Aggregation —like summing different dimensions into a single score—can mask important variation and nonlinear relationships. A total score of 10 assumes that the risk from each subscale is independent and contributes equally to the total. But this is rarely true in real-world systems. Each subscale might have nonlinear impacts that are contingent on the levels of the others. For instance, the effect of “friction and shear” on skin damage is probably much worse if the patient’s “mobility” score is low, because they can’t reposition to relieve the pressure. But this interaction isn’t captured by the simple sum.

Through the frosted looking-glass

In a Bayesian hierarchical model, we would ideally model these subscales not as independent sources of risk, but as “partial observables” of a latent process—perhaps something like “skin breakdown vulnerability”, or “skin frailty”. This latent variable would then be influenced by a combination of subscales, each with its own weight and interaction effects. Rather than reducing everything to a single number, we would retain the structure that allows for these nuanced relationships to emerge.

The Braden Scale might be useful for (many disagree) predicting the overall risk of pressure ulcers, but it doesn’t necessarily explain the mechanisms underlying that risk. This is a key distinction. The explanatory power is what helps clinicians understand how and why risk arises in a given patient. A simple score can tell you that two patients are at risk, but it doesn’t explain why they are at risk in different ways.
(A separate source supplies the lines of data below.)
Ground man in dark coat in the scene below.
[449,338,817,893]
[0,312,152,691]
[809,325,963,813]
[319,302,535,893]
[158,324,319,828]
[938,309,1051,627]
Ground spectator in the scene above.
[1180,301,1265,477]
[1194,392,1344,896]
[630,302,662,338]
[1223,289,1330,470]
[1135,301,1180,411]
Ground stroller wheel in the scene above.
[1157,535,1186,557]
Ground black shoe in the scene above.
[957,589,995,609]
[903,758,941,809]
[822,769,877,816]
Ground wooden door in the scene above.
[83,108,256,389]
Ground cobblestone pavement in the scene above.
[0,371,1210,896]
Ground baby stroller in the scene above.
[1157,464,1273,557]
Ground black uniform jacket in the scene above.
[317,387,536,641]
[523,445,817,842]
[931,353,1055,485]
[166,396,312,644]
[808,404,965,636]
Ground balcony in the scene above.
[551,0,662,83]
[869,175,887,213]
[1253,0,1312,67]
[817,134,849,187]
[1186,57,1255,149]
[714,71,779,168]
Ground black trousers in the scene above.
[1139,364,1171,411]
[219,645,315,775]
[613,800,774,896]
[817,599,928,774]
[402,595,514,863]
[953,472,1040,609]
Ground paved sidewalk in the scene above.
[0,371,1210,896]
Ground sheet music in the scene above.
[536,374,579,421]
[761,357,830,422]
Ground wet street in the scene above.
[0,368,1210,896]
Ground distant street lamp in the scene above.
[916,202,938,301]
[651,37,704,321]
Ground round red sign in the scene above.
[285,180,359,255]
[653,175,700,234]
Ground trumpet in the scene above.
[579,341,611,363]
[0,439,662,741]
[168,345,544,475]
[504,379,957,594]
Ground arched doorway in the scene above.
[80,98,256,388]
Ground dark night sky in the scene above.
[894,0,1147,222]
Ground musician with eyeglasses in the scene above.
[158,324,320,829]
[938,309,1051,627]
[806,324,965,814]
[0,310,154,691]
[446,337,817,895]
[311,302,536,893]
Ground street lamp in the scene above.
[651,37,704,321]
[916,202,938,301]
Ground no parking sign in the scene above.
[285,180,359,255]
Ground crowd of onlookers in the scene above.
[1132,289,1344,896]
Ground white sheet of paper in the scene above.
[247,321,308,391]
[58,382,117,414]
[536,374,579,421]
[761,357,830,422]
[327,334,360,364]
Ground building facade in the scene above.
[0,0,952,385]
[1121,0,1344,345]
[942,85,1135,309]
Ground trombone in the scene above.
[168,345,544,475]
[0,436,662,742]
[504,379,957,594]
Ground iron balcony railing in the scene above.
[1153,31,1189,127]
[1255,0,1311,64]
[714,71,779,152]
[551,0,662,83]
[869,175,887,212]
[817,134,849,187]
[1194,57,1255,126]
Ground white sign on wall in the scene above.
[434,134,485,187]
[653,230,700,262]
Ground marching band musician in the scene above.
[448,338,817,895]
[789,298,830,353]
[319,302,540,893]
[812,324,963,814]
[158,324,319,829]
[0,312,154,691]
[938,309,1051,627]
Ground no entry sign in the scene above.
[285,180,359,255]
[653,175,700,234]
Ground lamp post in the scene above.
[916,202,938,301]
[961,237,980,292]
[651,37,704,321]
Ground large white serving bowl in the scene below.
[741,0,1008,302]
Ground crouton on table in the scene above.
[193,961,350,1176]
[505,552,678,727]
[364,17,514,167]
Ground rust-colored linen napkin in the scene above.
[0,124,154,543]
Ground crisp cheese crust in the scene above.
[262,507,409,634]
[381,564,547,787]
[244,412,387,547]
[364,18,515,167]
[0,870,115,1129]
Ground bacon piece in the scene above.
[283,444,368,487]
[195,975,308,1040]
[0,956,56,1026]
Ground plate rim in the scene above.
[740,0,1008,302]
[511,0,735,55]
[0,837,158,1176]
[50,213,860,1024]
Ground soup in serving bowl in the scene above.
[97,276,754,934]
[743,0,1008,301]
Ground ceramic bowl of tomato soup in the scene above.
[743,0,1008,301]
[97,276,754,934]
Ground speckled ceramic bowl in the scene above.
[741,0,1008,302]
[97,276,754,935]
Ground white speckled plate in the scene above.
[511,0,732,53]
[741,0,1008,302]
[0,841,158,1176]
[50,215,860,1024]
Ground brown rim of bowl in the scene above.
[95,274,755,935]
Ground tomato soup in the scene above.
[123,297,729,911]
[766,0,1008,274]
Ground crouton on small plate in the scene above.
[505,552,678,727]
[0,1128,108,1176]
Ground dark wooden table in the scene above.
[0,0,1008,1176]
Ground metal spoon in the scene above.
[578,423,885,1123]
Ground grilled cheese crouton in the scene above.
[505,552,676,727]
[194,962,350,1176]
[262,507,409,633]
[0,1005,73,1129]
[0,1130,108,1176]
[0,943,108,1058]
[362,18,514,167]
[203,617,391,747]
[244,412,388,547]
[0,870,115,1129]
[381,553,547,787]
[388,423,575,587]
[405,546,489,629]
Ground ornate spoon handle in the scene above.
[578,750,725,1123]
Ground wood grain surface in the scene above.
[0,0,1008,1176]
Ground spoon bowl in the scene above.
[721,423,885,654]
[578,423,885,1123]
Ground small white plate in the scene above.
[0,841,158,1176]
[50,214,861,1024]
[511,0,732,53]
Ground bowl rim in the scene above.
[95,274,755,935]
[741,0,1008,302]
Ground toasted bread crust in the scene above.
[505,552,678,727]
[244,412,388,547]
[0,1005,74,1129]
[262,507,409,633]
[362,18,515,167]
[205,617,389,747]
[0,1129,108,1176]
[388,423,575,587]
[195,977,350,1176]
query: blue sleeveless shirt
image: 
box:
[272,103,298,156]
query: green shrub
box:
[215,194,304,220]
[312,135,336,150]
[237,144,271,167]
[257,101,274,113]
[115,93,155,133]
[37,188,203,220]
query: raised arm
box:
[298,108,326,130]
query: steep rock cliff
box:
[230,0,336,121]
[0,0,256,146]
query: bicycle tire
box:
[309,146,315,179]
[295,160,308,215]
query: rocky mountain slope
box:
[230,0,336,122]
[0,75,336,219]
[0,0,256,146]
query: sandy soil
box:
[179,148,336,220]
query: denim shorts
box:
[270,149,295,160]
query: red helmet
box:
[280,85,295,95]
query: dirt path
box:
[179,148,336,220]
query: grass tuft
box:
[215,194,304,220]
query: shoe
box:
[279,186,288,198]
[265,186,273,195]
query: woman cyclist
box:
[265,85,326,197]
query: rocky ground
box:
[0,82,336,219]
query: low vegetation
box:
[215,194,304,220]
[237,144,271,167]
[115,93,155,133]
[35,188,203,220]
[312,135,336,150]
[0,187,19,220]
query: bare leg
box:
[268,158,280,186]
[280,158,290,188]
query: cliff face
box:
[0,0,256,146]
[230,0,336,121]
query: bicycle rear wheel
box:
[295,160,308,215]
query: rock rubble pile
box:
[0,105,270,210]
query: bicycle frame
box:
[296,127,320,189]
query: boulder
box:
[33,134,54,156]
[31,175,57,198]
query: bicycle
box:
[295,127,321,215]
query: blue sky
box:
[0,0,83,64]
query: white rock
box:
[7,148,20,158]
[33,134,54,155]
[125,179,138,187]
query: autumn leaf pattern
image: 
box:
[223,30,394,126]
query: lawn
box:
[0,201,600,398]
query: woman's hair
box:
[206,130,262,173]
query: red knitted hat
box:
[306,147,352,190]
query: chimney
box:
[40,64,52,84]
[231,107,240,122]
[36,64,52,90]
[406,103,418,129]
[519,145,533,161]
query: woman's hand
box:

For instance, if Patient 1 is at risk due to impaired “sensory perception” and “mobility”, they might require frequent repositioning and sensory interventions. If Patient 2 is at risk due to “moisture” and “nutrition”, interventions would focus more on skin care and dietary improvements. These are very different clinical responses, but they both could be hidden by a total score of 10, which offers no insight into the causal mechanisms at play.

Down the Bayesian Rabbit-Hole

In the Bayesian framework, after fitting a model, we use the posterior distribution to generate new data and see how well it matches the real-world data. In the case of the Braden Scale, if we were modeling pressure ulcer risk, we’d want to check whether patients with the same total score (like two patients with a score of 10) have similar outcomes in terms of pressure ulcer development. If one patient develops ulcers much faster than another despite the same total score, this suggests the model (or scale) is missing important aspects of the data structure. In this case, it is probably the interactions between subscales.

We could place priors on the subscales based on expert knowledge or empirical data about which factors are most important for pressure ulcer development. Instead of assuming equal contributions from each subscale, we could allow the model to learn which combinations of factors are most dangerous. Over time, this would produce a better, more nuanced model—one that doesn’t rely on the misleading simplicity of a total score.

Saying what I said – for the lazy readers

The Braden Scale is a useful tool, but like all models, it is an abstraction. When we collapse six subscales into one number, we lose critical information about how these subscales interact and influence the risk of pressure ulcers. What we need is a model that respects the hierarchical structure of the data and allows for interaction effects between subscales. By focusing on these interactions and latent processes, we can move beyond simple predictions and develop a deeper understanding of the mechanisms of risk. This is the path to better, more effective clinical interventions, rather than relying on a single, oversimplified score.